In like a lion, out like a potential case study for global warming.
Plows and loaders are now excavating the first half of snowfall of Winter Storm Stella, a storm that could rival March’s biggest storms on record, such as the 1888 “Blizzard of the Century” which buried New York City in 16 inches and paralyzed much of the country.
As much as 24 inches could fall in places across the Northeast, making Stella a curiosity for climate scientists to test theories about changing arctic sea ice levels colliding with warm air, an expert told Metro.
The Stella system, billed as a classic nor’easter because of its atmospheric ingredients and path, is the result of the merging of two low pressure (warmer) systems sweeping in from the Pacific Northwest jet stream and from the Gulf Coast, joining with the cold air coming down from the arctic.
The resulting system travels up the East Coast Tuesday, dumping 8 to 20 inches of snow, or more, with winds topping 40 and 50 mph earning the storm blizzard status.
The potentially historical snowfall follows February’s record high temperatures (Boston hit 72 and Philadelphia hit 74 degrees on Feb. 24). Frigid temperatures across the Northeast forced shorts back into hibernation.
“Extreme weather is the new normal,” New York Gov. Andrew Cuomo said Monday while making emergency announcements ahead of the storm.
While March snow is not unheard of, aspects of this storm are suggestive of erratic weather patterns that have arisen in recent years, said NASA climate scientist and Columbia University researcher Justin Mankin.

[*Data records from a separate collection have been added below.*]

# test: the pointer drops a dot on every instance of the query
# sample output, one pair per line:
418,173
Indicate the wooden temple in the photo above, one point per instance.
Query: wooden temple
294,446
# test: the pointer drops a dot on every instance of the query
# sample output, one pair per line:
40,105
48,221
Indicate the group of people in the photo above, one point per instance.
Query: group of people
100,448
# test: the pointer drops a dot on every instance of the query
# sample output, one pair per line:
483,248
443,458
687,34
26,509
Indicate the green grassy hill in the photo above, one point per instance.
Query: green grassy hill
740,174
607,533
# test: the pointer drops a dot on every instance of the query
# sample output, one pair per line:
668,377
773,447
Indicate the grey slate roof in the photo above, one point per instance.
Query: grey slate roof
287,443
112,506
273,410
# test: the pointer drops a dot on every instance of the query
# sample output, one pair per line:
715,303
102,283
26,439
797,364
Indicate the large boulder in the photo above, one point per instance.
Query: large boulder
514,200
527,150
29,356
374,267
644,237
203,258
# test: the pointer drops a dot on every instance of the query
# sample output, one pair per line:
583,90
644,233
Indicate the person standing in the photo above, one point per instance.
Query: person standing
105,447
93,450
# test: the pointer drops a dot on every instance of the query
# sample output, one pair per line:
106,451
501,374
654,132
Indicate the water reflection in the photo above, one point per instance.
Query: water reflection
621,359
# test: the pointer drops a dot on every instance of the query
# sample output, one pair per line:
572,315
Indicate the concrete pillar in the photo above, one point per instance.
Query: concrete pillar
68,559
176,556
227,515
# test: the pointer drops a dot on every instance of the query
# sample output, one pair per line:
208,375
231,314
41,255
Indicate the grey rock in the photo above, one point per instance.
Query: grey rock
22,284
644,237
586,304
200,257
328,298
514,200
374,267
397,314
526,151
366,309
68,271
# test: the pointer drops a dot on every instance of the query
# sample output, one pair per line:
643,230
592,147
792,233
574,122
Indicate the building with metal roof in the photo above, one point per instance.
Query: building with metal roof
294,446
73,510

“One of our expectations of global warming is an average decrease in snow, but also an increase in snowfall extremes,” he said.
“There is a robust expectation of increased extreme weather events. Increasingly the climate science community has been able to attribute the risk of occurrence of those weather extremes to global warming.”
Directly correlating this storm with global warming requires rigorous research, which has not been done, Mankin said. We can get crazy weather just by virtue of the earth’s complexity in absence of greenhouse gas factors.
But what scientists can do with confidence now is associate risk of occurences for weather extremes with global warming, much like medical research can associate lifestyle with heart risk factors.
There are some “ingredients that suggest superficially that the warming that has occurred from people and fossil fuels could potentially have played a role,” he said.
Those ingredients include a theory associating 2017’s record low arctic sea ice — meaning more melt than ever seen before — for the arctic air traveling farther south than usual because of ice dispersion.
Another theoretical ingredient would be the statistically proven increase in water surface temperatures in the Texas gulf and hotter air coming from the Pacific Northwest, he said.
Since Jan. 1, there have been 9,000 record high temperatures set in the US, compared to only 1,300 record lows, CNN reported.